Fait à retenir pour Nemesis : C’est le premier album qui voit l’ajout de Rolf Pilve à la batterie de cette historique formation. Le jeune apporte fougue et témérité à l’album, ce qui permet au guitariste et producteur Matias Kupiainen de faire aller tout son génie créateur pour la première fois depuis sa première apparition sur Polaris en 2009. Exit les compositions classiques de Stratovarius, les nouveaux fans et ceux qui ont suivi le groupe malgré le départ de Timo Tolkki ont aujourd’hui droit à des chansons beaucoup plus complexes dans leur structure et leur rythmique. Mon amour pour le groupe est redevenu aussi fort qu’avant lorsque je me suis rendu compte que l’album s’ouvre et se termine sur une superbe synergie guitare/clavier comme je n’en avais plus entendu depuis trop longtemps.
Le mot d’ordre pour Nemesis pourrait être violence, mais aussi mélancolie. Les pièces sont projetées vers l’auditeur avec plus de force que jamais, les rythmes sont saccadés, les changements sont drastiques, mais les sons de claviers rendent toujours le tout finalement un peu triste, voire dichotomique. La présence d’une chorale par-dessus le tout aide à cette ambiance de la fin d’un monde. Il faut dire aussi que tout va dans le même sens, la pochette étant assez révélatrice des thèmes exploités dans les paroles et les mélodies. Ce flamboiement orangé fait changement des bleus et verts plutôt doux des derniers albums. La formation est très certainement allumée par un feu intérieur, qui peut être aussi créateur que dévastateur.
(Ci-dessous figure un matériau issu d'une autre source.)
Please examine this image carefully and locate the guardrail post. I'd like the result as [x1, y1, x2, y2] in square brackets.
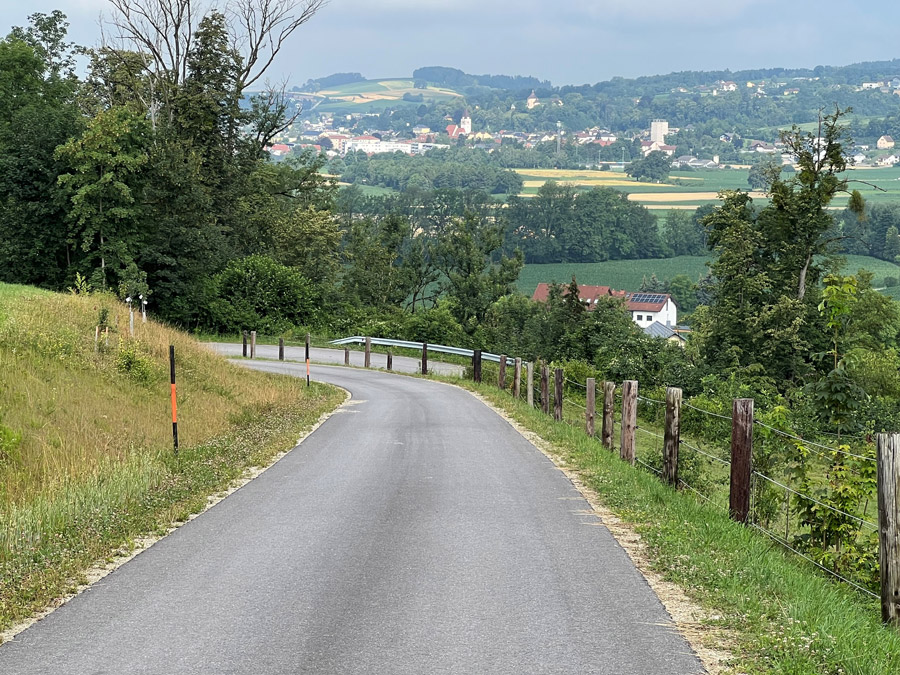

Les chansons parlent beaucoup de liberté et de douleur incontrôlable. Kupiainen étant le producteur officiel de l’album, il s’est occupé d’une bonne partie de la composition pour Nemesis, mais a aussi passé le flambeau à Johansson et Paura pour quelques chansons qui ont tout à fait leur place dans l’ambiance sacrée et puissante créée ici. La seule vraie balade se trouve à être If the Story is Over et incorpore des collaborations de Joakim Jokela au sifflement et Jani Liimatainen (ex-Sonata Arctica) à la guitare acoustique. Contrairement aux deux derniers albums, les moments calmes sont très rares, donc toujours pertinents.
Nemesis propose aux fans quatre chansons bonus à dénicher à travers diverses éditions spéciales. Ces chansons ne sortent pas trop de ce que l’album offre, mais officialisent l’utilisation des effets électroniques au clavier. J’ai pu remarquer que Fireborn et Hunter sont un peu pluspower metal, sans doute pour contenter les fans de la première heure qui peuvent trouver que l’album standard manque cruellement de ce genre qui a fait connaître la formation. J’ai trouvé amusant de constater que ma théorie du feu seulement valable par la pochette de l’album se voit concrétisée dans deux titres des quatre pièces bonus.
Meilleur album de Stratovarius selon moi, point final. Oui je sais, le terme Stratovarius est un peu ambigu, vu que l’on est loin et du son et de la formation originale. La voix de Kotipelto et les solos de Johansson sont toujours là, ce qui me suffit amplement pour leur donner le droit de garder le nom Stratovarius. Depuis la venue de Kupiainen et Porra dans la formation, cette dernière vit un renouveau qui ne fait que se confirmer avec l’ajout du jeune Pilve. Étrange mélange de la scène metal, Stratovarius n’en est pas moins capable d’offrir un son unique et fort d’un travail d’égalisation colossale. Ne faites qu’écouter Abandon, la première pièce du disque, pour comprendre tout ce qui a été dit lors de cette critique.